Je
t’écris depuis Saint-Aygulf où je suis rentré depuis 5 jours après une escapade
à Trieste et sur la côte Slovène Adriatique. Je pense que
tu aimerais cette région, c’est très beau, de grandes falaises blanches qui
tombent dans la mer avec des palais Austro-Hongrois au faste oublié, des
villages vénitiens rayonnants, une campagne méditerranéenne identique à la
Provence. On y trouve même des truffes ! Trieste est vraiment une capitale
de nulle part, péninsule coincée au bout de l’Italie qui se la dispute au monde
slave, avec cette douceur de vivre latine, un peu de la rigidité autrichienne
« K und K » dénoncée par Musil et des cafés viennois qui ont tendu
les bras à des générations d’écrivains comme Joyce, D'Annunzio, Svevo. Il y a aussi dans cet ancien port
impérial de l’Autriche, un parfum de doux déclin, de grandeur évanouie, mais
suave, qui n’empêche pas les habitants de profiter d’une assiette de poulpe ou
de café Illy, maison de Trieste, au pied de ces palais désormais silencieux et
de ces grues rouillées qui n’accueillent plus les steamboats chargés
d’aristocrates galonnés.
Je suis
revenu aussi à Venise sur le chemin, un avion décalé d’une journée m’a permis de
présenter mes respects à Stravinski sur l’ile funèbre de San Michele, digne de la Toteninsel de Böcklin, avec ses cyprès majestueux et sa silhouette
sévère. J’ai aussi vu Diaghilev des Ballets Russes et sa tombe couverte de
Repetto roses. La Biennale d’Art Moderne est assez bonne cette année. Evidemment, les
pavillons des grands pays sont souvent paresseux (celui de l’Allemagne était
vide - concept ? - la France
accueillait une sorte de disciple de Stockhausen qui trafiquait des synthés, la
Grande Bretagne, encore pire que quand nous y étions ensemble, une série
d’encombrants en polystyrène mal laqués), mais la Russie a fait un effort avec
un artiste contestataire qui dénonçait l’oppression numérique, la manipulation
par les lobbies et la destruction de Palmyre. On y trouvait des bébés avec des
ceintures explosives et des masses manipulées par le Grand Capital, des nuages avec
des rouages mais aussi par un aigle mécanique réminiscent du tsarisme sous le
« monitoring » des drones, dans un mélange plutôt réjouissant
d’agit-prop soviétique et de révolte à la Snowden. Seule concession au contrôle
qualité du Kremlin : les canons portaient une mention « Made in
USA ». Et l’oppression numérique vient forcément de Californie…
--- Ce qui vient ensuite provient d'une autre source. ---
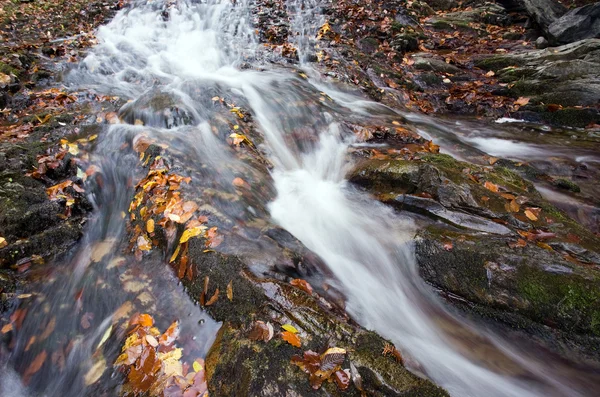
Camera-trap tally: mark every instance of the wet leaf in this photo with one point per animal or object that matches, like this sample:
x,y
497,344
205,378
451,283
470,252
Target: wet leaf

#MondeDiplomatique. Une mention spéciale au pavillon tchèque avec les cygnes en
plastique disposés devant un écran figurant la mer, au grand arc en ciel de
pin’s soviétiques du pavillon hongrois, mais aussi aux livres comme art, les livres vénérés,
empilés, explosés, protéiformes en tout cas, chez les Japonais et les Suédois.